The Class of 1970 funded “Inner Sanctum” in honor of its 40th reunion. [The exhibition is a project of the University Art Museum.]
Lighting in the room has been improved, and protective glass has been removed from the portraits. On display in the center of the room will be information about the portraits, the room’s history, and archival photographs.
The Faculty Room was severely damaged by two major fires in the 19th century and rebuilt, doubling in size after the second one. The room originally served as a prayer hall, before briefly becoming a portrait gallery, then a library and a museum. Finally, Woodrow Wilson 1879 turned it into the Faculty Room in 1906 — drawing inspiration from the British House of Commons.
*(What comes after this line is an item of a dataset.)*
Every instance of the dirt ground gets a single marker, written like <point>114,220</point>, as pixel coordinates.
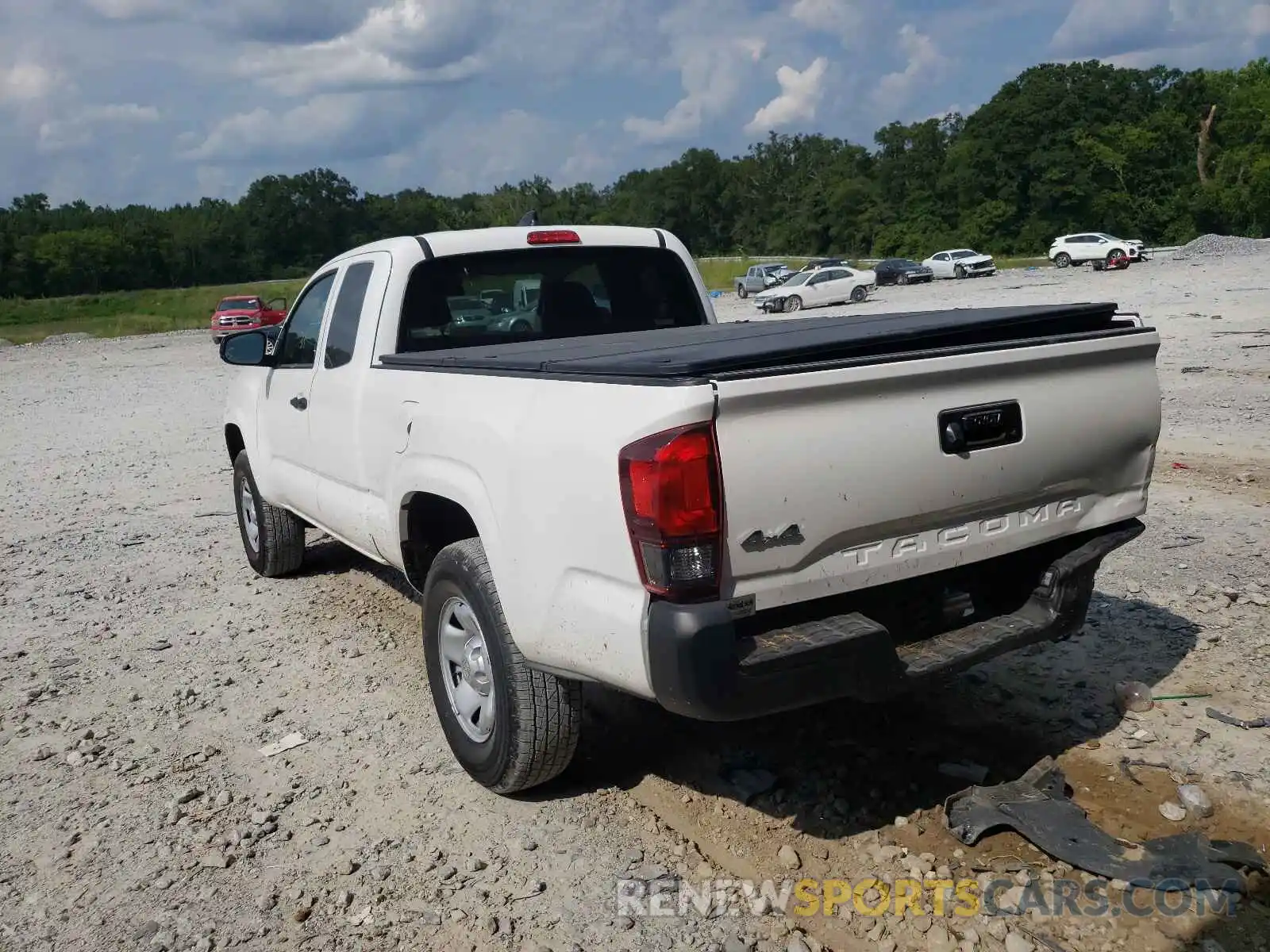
<point>143,666</point>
The room’s changing uses reflect the University’s progression from a religious orientation toward a more humanistic tradition. Ultimately the space was “dedicated to the institution itself,” said Kusserow. Today, it is used for faculty and trustee meetings and as a stop on the Orange Key tour.
Portraits have hung in the room since 1761, but the aesthetic quality of the 33 paintings of Princeton’s founders, leaders, and distinguished alumni is mixed, Kusserow noted. For example, hanging next to the portrait of “George Washington at the Battle of Princeton,” an icon of American art by Charles Willson Peale, is a portrait of President Samuel Davies, which was painted by a little-known artist from a photograph of a print believed to depict the long-dead Davies.
Nearly half of the frames have been restored, including the one holding “George Washington at the Battle of Princeton.” The painstaking, yearlong restoration of that 1761 frame (which originally held a portrait of George II before it was famously “decapitated” by a cannonball that sailed through a window of the then-prayer room during the Battle of Princeton) involved using dental tools to pick out “centuries of accumulated crud,” Kusserow said.
Accompanying the exhibition is a catalog with essays by Kusserow and faculty members, including professor emeritus and novelist Toni Morrison, historian Sean Wilentz, religion and African American studies scholar Eddie S. Glaude Jr. *97, and poet Paul Muldoon.